The first stage is to provide the training to do the job now, this is the technical knowledge of how to perform the tasks assigned to each staff member. In my case, that would have included tax updates, accounting standard updates as well as how to use Excel, Xero, Sage and Quickbooks. In my husband Rupert’s case, it was Prince2 certification.
Then you will need to think of what training is required to do the next job for that person. Upskilling a person and cross-skilling a team will give you great flexibility and built-in resilience in assigning tasks and allow the business to adapt if staff members have to self-isolate or are off on holiday or for other reasons. Suddenly finding that you are without a key member of staff in your department or business could cause unnecessary delays or interruptions to businesses.
Next to think about, but not necessarily next in chronological order, is the so-called “soft skills”. These are people skills, business acumen skills, thinking skills, and resilience skills. As a business you should aim for a great training programme that encourages staff to work on their whole person will give you a well-rounded, exceptional team that can pull together in times of adversity, celebrate when things go well, and support each other and the business grow.
We recommend that each member of staff has his/her own training plan which is regularly updated and reviewed and that the business keeps a chart of what skills are needed in the business and which staff member has those skills, when they need re-training or re-certification if necessary and who is the next to be trained. Include the technical and the business/life skills in this chart.
There are four levels of learning
Unconscious incompetent – when we don’t know what we don’t know.
Conscious incompetent – when we realise that we don’t have the skills required.
Conscious competent – when we can do the job, but it requires concentration and focus
Unconscious competent – when we do a task without thinking about it.

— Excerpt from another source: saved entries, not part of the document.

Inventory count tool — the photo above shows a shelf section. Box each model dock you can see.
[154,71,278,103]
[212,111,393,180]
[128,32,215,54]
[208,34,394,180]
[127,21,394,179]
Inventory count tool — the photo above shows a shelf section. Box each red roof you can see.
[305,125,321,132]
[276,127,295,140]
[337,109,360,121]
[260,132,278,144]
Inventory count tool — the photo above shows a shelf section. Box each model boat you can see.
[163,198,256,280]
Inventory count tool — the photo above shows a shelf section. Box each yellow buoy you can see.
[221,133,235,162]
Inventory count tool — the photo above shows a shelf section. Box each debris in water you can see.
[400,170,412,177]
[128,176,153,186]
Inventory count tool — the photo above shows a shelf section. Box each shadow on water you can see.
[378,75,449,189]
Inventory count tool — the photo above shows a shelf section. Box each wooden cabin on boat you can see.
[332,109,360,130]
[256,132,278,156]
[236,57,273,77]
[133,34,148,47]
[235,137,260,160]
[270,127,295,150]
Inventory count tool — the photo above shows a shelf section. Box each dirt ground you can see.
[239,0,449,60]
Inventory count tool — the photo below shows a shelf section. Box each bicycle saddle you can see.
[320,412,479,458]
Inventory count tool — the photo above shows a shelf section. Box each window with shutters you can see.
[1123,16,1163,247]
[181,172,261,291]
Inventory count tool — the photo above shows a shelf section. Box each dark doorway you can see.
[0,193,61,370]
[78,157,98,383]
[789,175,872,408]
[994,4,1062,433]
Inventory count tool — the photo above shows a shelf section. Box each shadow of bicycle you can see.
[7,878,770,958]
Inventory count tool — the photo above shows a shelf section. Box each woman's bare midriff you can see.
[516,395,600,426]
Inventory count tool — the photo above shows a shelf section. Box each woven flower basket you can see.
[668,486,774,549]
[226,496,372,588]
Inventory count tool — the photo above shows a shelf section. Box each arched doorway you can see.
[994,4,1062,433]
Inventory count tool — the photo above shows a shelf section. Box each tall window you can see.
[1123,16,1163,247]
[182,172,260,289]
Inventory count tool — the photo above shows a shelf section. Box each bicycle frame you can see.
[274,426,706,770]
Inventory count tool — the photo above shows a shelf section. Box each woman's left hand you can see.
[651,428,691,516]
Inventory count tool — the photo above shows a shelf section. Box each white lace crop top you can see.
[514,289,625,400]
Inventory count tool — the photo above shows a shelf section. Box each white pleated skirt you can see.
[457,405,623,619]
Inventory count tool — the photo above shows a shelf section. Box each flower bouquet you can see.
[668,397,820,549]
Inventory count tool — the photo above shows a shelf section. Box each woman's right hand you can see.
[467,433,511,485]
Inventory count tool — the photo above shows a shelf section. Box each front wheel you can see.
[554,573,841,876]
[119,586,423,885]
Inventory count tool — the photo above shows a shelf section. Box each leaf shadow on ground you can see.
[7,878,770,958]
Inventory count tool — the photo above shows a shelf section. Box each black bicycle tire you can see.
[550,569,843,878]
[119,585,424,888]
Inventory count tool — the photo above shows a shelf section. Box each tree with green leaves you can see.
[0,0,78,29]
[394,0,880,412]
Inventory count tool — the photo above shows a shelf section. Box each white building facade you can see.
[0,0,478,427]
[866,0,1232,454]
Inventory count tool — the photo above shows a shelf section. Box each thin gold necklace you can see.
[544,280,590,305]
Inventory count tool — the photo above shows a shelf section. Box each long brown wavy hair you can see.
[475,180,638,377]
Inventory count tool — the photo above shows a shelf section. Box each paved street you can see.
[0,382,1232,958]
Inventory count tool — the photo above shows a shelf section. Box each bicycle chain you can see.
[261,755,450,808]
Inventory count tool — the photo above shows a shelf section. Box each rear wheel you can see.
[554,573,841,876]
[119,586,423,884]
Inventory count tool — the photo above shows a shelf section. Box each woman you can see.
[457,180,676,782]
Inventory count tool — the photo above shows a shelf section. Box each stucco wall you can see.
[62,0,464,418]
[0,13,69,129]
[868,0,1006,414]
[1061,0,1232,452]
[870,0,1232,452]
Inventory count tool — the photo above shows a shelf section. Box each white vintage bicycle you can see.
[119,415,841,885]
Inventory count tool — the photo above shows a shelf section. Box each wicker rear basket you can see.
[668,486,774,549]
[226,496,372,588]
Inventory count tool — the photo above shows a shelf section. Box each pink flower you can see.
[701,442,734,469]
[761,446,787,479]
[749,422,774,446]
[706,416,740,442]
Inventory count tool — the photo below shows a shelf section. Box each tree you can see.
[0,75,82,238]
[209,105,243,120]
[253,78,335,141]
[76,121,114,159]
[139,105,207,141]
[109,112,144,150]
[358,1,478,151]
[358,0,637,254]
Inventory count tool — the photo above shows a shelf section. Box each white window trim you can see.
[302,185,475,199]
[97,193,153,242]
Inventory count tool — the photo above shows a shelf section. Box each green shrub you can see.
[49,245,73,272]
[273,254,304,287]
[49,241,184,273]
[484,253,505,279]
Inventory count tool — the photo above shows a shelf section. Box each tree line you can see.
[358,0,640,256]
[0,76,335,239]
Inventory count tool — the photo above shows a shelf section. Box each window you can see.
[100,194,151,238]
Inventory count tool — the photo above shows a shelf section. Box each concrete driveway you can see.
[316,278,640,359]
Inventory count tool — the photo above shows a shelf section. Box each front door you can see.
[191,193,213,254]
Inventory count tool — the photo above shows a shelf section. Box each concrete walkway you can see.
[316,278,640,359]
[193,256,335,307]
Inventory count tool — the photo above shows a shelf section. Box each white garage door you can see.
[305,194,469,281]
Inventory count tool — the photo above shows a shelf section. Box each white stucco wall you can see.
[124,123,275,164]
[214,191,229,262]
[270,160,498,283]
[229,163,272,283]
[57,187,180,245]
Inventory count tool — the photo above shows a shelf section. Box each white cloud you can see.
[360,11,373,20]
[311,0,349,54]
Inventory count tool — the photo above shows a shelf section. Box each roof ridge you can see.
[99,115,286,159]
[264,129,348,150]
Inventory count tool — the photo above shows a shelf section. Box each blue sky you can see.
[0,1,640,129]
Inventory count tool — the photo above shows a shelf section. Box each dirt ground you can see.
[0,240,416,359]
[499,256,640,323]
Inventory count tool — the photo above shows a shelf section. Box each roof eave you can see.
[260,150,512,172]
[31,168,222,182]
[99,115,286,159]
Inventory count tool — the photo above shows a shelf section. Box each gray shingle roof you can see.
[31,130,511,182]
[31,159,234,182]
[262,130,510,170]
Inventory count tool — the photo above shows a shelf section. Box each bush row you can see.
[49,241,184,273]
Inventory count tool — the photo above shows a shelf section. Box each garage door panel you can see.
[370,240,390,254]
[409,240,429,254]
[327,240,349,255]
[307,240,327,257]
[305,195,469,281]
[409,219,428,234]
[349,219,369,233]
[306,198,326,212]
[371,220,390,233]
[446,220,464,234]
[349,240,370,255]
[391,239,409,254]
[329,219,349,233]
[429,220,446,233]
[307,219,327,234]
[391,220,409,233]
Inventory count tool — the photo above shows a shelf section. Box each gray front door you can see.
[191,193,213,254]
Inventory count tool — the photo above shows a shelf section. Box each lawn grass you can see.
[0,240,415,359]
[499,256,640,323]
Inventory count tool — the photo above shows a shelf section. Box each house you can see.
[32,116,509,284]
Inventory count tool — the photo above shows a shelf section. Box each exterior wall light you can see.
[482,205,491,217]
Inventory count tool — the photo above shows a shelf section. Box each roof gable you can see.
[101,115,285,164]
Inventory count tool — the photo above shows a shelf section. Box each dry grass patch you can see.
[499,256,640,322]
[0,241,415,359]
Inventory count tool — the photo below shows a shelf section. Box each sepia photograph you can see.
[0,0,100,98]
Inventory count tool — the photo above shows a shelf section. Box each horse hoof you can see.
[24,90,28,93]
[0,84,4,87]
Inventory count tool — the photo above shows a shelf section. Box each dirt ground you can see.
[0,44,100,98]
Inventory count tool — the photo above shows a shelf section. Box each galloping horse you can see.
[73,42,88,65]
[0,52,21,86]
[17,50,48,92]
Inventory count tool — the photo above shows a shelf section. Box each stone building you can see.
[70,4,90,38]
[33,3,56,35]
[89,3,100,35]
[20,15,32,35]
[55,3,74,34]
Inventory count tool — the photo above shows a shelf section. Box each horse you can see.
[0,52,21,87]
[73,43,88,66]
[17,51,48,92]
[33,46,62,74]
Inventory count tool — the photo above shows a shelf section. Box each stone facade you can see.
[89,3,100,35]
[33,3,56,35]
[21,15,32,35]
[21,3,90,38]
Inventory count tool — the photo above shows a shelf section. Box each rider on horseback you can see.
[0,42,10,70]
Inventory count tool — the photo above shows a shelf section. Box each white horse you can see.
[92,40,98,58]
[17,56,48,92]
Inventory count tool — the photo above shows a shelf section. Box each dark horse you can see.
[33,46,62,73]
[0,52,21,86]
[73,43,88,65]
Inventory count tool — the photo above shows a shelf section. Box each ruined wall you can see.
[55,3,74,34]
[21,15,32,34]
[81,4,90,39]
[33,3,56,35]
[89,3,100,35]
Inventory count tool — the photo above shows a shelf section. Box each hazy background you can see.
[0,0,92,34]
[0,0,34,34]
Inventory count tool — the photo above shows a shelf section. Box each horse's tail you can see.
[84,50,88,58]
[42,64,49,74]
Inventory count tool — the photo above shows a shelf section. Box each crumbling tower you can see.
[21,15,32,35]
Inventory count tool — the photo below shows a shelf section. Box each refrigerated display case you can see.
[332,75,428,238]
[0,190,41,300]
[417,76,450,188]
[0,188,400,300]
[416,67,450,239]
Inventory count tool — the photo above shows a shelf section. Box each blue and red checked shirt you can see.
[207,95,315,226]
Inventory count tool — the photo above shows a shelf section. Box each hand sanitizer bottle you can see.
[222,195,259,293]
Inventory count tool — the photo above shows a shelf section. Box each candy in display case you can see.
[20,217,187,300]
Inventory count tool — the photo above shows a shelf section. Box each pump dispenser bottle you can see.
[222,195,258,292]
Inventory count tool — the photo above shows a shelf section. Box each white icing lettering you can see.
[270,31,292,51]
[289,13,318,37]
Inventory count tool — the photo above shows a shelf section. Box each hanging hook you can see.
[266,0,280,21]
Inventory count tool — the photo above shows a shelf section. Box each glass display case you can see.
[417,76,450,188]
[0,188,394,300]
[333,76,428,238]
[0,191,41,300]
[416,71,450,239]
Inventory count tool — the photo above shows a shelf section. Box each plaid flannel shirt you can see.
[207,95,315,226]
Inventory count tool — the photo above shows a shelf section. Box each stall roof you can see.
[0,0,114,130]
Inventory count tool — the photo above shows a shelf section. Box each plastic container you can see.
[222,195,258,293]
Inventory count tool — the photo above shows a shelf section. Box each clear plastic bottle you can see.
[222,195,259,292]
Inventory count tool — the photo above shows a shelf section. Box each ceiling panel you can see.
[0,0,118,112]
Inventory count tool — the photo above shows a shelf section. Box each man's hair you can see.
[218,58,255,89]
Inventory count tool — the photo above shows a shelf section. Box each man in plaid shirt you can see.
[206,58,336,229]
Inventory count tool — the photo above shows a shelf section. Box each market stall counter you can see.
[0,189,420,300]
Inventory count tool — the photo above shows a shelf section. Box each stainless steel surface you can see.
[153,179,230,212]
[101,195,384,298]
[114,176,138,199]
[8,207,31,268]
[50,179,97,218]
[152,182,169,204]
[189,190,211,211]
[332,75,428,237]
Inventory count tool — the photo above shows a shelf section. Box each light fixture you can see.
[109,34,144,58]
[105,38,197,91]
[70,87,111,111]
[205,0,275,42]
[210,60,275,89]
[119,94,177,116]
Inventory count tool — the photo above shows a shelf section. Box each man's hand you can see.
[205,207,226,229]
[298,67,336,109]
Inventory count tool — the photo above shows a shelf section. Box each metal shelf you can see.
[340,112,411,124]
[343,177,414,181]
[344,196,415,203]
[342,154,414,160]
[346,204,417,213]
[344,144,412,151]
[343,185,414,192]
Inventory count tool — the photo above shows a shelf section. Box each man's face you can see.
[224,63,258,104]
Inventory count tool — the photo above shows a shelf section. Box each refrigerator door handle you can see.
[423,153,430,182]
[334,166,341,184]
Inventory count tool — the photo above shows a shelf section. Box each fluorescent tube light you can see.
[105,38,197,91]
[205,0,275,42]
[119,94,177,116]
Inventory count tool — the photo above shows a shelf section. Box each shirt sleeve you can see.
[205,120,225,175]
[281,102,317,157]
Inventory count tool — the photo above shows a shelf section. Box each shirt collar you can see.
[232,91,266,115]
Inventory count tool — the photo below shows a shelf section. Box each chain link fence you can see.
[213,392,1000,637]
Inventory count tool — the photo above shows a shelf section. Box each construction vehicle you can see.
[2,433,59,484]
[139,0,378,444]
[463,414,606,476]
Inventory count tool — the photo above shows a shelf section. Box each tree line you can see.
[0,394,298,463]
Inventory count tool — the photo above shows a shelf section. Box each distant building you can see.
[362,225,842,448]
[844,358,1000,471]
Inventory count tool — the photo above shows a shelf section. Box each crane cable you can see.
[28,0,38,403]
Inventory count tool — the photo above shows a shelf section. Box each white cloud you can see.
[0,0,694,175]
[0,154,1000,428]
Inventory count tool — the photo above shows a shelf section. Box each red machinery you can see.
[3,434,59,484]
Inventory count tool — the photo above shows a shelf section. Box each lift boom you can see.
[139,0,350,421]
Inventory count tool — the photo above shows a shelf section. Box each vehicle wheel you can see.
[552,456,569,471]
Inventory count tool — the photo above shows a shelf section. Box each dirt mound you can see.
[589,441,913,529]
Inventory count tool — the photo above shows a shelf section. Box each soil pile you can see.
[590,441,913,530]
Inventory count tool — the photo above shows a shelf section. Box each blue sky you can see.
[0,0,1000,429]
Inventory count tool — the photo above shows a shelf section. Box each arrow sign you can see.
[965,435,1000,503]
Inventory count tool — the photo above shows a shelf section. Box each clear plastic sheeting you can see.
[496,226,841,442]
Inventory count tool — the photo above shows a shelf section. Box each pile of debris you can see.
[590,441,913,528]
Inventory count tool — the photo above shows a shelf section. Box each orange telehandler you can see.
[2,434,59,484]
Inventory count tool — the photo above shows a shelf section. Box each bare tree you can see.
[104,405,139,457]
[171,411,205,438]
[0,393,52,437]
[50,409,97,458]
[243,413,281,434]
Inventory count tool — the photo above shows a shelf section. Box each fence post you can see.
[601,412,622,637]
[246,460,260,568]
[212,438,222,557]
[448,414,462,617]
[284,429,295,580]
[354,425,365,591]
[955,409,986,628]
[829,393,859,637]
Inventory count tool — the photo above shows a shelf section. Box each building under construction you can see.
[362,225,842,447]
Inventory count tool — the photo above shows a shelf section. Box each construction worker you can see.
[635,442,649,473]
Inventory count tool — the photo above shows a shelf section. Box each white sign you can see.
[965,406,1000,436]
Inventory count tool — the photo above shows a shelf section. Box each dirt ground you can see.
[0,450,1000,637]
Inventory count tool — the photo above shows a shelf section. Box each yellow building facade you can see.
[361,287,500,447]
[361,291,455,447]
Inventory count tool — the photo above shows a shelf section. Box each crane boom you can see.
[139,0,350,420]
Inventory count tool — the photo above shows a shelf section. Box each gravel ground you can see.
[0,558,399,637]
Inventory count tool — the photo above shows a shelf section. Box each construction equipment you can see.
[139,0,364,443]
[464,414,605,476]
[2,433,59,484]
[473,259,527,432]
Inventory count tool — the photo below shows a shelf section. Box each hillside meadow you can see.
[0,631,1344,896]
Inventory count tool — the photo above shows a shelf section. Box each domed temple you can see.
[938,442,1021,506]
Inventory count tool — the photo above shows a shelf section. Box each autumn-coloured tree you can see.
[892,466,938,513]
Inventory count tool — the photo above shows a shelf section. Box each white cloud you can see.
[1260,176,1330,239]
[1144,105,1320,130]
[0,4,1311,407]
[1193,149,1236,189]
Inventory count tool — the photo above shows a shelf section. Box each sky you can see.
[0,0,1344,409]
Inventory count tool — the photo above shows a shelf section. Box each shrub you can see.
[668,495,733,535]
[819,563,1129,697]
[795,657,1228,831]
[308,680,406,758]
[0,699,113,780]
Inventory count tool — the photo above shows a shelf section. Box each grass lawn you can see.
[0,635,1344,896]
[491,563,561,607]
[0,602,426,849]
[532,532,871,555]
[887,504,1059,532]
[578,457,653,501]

This is not a static staircase, often when we reach Unconscious competence, we take on a new task or business area and start at the bottom level, or maybe onto the consciously incompetent step
Think about when you learnt to drive a car – as a 16-year-old you didn’t realise how difficult it was, then when you got behind a wheel at 17, you realised how much there was to driving in a straight line, let alone going around corners. As the lessons progressed and you go your exam you were able to drive perfectly competently although it required concentration and focus on your part. Now you probably don’t think about it, and can sometimes go whole journeys and not remember how you got from A to B.
If you decided to get your HGV licence – and who hasn’t thought about it over the last few weeks of supply shortages – you would return to the bottom of the staircase, or at least the second level up, with lessons to learn before you could drive the bigger vehicle as you do your car.
Fundamentally, it is your responsibility to help your staff move up the competency ladder, ensure everyone gets a fair chance at upskilling and lead by example by keeping on top of your own CPD.